Page MenuHomePhabricator

Spike : How will we Measure % of edits coming from users without JS
Closed, ResolvedPublicSpike

Description

This task represents the work required to figure out what data we already have, and what if any instrumentation is required, to measure the % of edits coming from users without JS.

Event Timeline

Mayakp.wiki changed the subtype of this task from "Task" to "Spike".Apr 29 2020, 9:40 PM

Proof of concept posted at https://meta.wikimedia.org/wiki/User:MPopov_(WMF)/Notes/JS_support

The methodology isn't perfect, and I'd love for someone like @phuedx or @DLynch to review it. Specifically I'm wondering about cases where certain files which we would always expect to be requested together with the page's HTML…aren't.

Data referenced in the notes:

I don't think that method can be relied upon, mostly because of caching.

The request for /w/load.php?lang=en&modules=startup&only=scripts&raw=1&skin=vector is served with a not-terribly-aggressive cache header, so the browser should only be keeping it around for 5 minutes... but that's still enough to mean that anyone who navigates *back* to the main page after viewing any other article is going to not-request the JS/CSS. If you could perhaps filter to "requests from IPs which have not accessed the site in the last 30 minutes" or similar, that might avoid this issue... but I don't know how plausible that query is.

(There's also the issue of scrapers / bots / browser-prefetching loading just the HTML of the page and not loading the resources, but I don't know the size of that effect.)

When we move along to actually checking for the rates on edits rather than generic front-page hits, this is going to get even less reliable, because "visiting the edit page without having viewed literally anything else on the site and so having clean caches" seems like an unlikely scenario,

For edits, I really do think the EditAttemptStep analysis designed in the parent task is going to get us a much more accurate view of it.
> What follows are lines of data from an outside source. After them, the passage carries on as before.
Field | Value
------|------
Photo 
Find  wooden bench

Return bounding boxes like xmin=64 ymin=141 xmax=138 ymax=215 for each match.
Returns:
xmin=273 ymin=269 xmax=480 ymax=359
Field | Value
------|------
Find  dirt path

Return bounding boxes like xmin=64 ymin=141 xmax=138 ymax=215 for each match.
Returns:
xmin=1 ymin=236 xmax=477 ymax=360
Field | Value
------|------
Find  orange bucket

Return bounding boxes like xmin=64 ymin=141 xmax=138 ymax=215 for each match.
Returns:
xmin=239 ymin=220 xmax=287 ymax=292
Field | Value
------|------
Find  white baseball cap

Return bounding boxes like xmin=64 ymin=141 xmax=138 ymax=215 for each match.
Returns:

I agree with @DLynch. Especially when it comes to counting edits, using existing EventLogging data should be more reliable than browser resource requests (so long as we only need sampled percentages and not absolute numbers). It's also not clear to me how resource request data would actually be used for counting edits, as that isn't mentioned in the proof of concept document. I can imagine how it could be used for looking at visits to the editing interface, but not actual edits. For that, I think T240697#6094827 would work better.

LGoto triaged this task as Medium priority.May 4 2020, 6:15 PM
LGoto edited projects, added Product-Analytics (Kanban); removed Product-Analytics.
LGoto moved this task from Next 2 weeks to Doing on the Product-Analytics (Kanban) board.

One thing I keep thinking is relevant here is that ad-blockers can block client-side EventLogging from getting through (from what I know, uBlock Origin does this by default). This can skew the measurement based on that, so having a sense of that skewness would be meaningful.

EditAttemptStep is a combination of server-side and client-side EventLogging, and we have a similar combination in the Growth Team's HomepageVisit (server-side) and HomepageModule (client-side) schemas. I did an analysis of those schemas back in February to understand to what extent client-side EventLogging was available on a per-visit and per-user basis for our four target wikis (the Czech, Korean, Vietnamese, and Arabic Wikipedias) when users visit the Newcomer Homepage. The results can be found in T243632#5898720.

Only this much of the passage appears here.